Doch, broeder, 't Evangelie komt aanstonds de les, die we uit 't Epistel trokken, aanvullen: vertrouwen, ja, dat moeten we, grenzeloos... doch niet vermetel. Leerde de catechismus ons niet, dat het een zonde is tegen de H. Geest, zich op Gods barmhartigheid zonder deugden te beroemen? Ons vertrouwen moet de gepaard gaan met goede werken. Wie onder ons zal zalig worden, wie integendeel zal verloren gaan? Zie, de Rechter, Jezus-Christus, zetelt op zijn wolkentroon, vol majesteit. Vóór Hem staan alle volkeren vergaderd. Zijn vonnis zal ze scheiden in twee kampen. Dit vonnis ligt besloten in twee woor­den: Komt - Gaat weg ! Ik had honger in mijn hongerige ar­men, en gij hebt Mij gespijzigd. Wat ge aan hen deedt, dat hebt ge aan Mij gedaan. Komt ! ... Ik had honger in mijn uitgehon­gerde armen, en gij hebt Mij verstoten. Wat ge aan hen gewei­gerd hebt, dat hebt ge aan Mij geweigerd. Gaat weg! En nu volgt de onherroepelijke splitsing: de laatsten, de egoïsten, de onbarmhartigen, zullen gaan in de eeuwige straf; maar de barm­hartigen, in het eeuwig leven.

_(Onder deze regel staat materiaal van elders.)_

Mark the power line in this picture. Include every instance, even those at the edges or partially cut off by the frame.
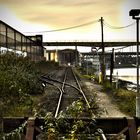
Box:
[106,46,131,52]
[104,22,135,29]
[24,20,99,33]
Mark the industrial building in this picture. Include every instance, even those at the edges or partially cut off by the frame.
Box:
[0,20,44,61]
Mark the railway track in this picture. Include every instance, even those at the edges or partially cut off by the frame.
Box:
[42,67,94,118]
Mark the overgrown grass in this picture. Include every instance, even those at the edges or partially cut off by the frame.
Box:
[0,52,43,117]
[78,68,136,116]
[114,89,136,116]
[103,81,136,116]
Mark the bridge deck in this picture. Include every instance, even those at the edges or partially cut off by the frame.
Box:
[43,41,140,47]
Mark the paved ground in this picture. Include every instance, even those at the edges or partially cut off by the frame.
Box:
[85,81,128,117]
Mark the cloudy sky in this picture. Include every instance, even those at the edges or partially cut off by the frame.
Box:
[0,0,140,41]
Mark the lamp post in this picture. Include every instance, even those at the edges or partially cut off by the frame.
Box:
[129,9,140,117]
[91,47,100,80]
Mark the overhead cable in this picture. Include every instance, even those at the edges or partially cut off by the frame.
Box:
[104,21,135,29]
[24,20,99,33]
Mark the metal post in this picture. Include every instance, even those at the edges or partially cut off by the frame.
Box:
[136,18,140,117]
[101,17,106,83]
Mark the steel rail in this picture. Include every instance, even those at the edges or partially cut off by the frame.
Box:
[71,68,91,108]
[40,79,63,118]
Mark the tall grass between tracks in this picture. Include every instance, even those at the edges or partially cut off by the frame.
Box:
[103,81,136,117]
[77,68,136,117]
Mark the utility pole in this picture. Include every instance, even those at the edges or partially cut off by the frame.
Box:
[100,17,105,83]
[129,9,140,117]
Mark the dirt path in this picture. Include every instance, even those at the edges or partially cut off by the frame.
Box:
[85,81,128,117]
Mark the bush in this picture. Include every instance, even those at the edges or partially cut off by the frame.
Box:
[0,52,43,114]
[114,89,136,116]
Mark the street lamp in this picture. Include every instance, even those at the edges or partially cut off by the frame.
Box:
[129,9,140,117]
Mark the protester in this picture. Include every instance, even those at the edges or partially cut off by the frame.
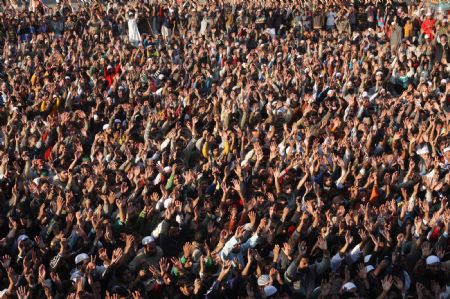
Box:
[0,0,450,299]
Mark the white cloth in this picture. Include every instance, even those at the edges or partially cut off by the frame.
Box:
[128,17,142,46]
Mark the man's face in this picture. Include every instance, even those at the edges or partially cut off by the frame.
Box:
[298,257,309,270]
[144,242,156,256]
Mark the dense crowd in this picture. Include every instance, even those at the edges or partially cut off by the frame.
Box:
[0,0,450,299]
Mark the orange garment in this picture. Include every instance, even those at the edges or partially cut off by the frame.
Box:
[420,19,436,40]
[403,23,412,37]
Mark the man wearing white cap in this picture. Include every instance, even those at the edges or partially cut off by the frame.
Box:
[129,236,163,272]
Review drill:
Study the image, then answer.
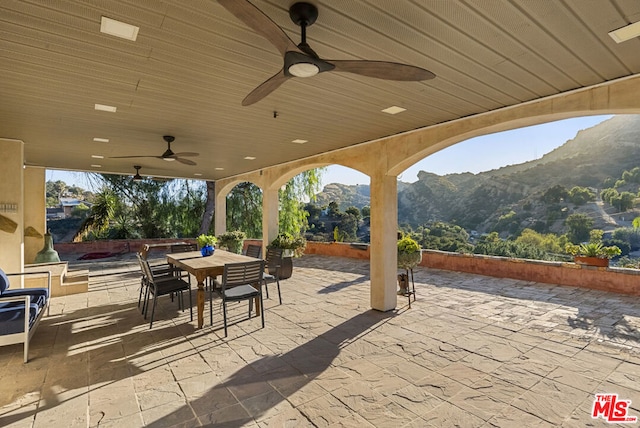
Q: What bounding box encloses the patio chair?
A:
[138,255,193,328]
[136,252,174,313]
[169,244,198,290]
[245,244,262,259]
[262,248,282,304]
[209,260,264,337]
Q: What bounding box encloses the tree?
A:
[564,213,593,244]
[541,184,569,204]
[278,168,324,236]
[73,188,118,242]
[515,229,567,254]
[227,168,323,238]
[198,181,216,236]
[569,186,596,205]
[360,205,371,220]
[344,206,362,222]
[227,182,262,238]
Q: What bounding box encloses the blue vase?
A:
[200,245,215,257]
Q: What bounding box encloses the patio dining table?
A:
[167,249,260,328]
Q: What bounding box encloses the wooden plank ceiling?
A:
[0,0,640,180]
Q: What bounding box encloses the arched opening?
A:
[398,115,640,267]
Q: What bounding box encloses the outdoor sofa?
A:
[0,269,51,363]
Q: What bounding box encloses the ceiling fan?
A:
[111,135,200,168]
[218,0,436,106]
[131,165,143,181]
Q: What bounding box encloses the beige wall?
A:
[24,167,47,264]
[216,76,640,311]
[0,139,24,272]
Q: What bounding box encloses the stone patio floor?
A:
[0,255,640,428]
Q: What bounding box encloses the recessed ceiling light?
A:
[95,104,116,113]
[100,16,140,42]
[382,106,406,114]
[609,21,640,43]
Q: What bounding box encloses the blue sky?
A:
[46,115,611,189]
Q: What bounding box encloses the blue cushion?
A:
[2,288,49,308]
[0,269,9,296]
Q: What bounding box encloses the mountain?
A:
[316,115,640,232]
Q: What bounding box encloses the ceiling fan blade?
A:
[109,155,158,159]
[242,69,289,106]
[173,152,200,158]
[218,0,299,56]
[175,158,197,166]
[326,60,436,82]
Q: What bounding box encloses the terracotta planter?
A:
[573,256,609,267]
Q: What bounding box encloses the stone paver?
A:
[0,252,640,428]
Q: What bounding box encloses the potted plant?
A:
[398,235,422,270]
[218,230,247,254]
[565,242,622,267]
[269,232,307,279]
[398,235,422,296]
[196,233,217,256]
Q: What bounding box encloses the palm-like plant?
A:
[73,189,117,241]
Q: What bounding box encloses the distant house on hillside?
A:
[47,207,64,220]
[57,198,92,218]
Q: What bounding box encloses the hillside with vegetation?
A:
[316,115,640,237]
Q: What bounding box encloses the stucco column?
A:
[213,182,227,235]
[370,173,398,311]
[24,167,47,264]
[0,139,24,272]
[262,189,280,249]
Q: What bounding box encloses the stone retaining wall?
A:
[306,242,640,296]
[55,239,640,296]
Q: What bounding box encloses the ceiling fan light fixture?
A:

Eén van die twee woorden zal ook op mij vallen, ofwel Kom, ofwel Ga, volgens dat ik al dan niet werken van barmhartig­heid zal verricht hebben.

II. Gevoelens en smekingen.

Gevoelens: Mijn broeder, dat uiterste vraagteken: wat zal mijn vonnis zijn, vervult ons met vreze. Laten we nu in onze ziel een groot vertrouwen opwekken, samen met de Kerk:

Heer, ik verhef mijn blikken tot U in de hemel, en houd ze gevestigd op uw handen, op uw werken zo vol barmhar­tigheid (Intr.).

Heer, wilt Gij, van uw kant, uw blikken laten vallen op mij en op mijn betrouwvol smeken (Grad.).

Heer, ik open mijn ogen en vestig ze op U: verlicht mijn verstand en leer mij uw wil kennen (Offert.).

Heer, ik vertrouw, dat ik eens moge horen: Kom. Daarom wil ik U zien, en U bijstaan in uw armen en noodlijdenden (Comm.).

Smeking. Verleen mij, o God, ik vraag het U door Jezus­ Christus die we U offeren in deze mis, “hemelse gedachten” (Coll.), zuivering van mijn zonden (Secr.) goddelijke smaak en levensvernieuwing door de H. Eucharistie (Postc.).

Besluit.

Eén gedacht wil ik mededragen, de dag door: God is mijn Goede Herder; ik vertrouw op Hem;

Eén voornemen: ik wil vandaag om mijn zalig eindvonnis te verzekeren minstens één werk van barmhartigheid doen aan Onze Lieve Heer in zijn lijdende ledematen.

Vasten is bidden, boete doen en werken van barmhartig­heid verrichten.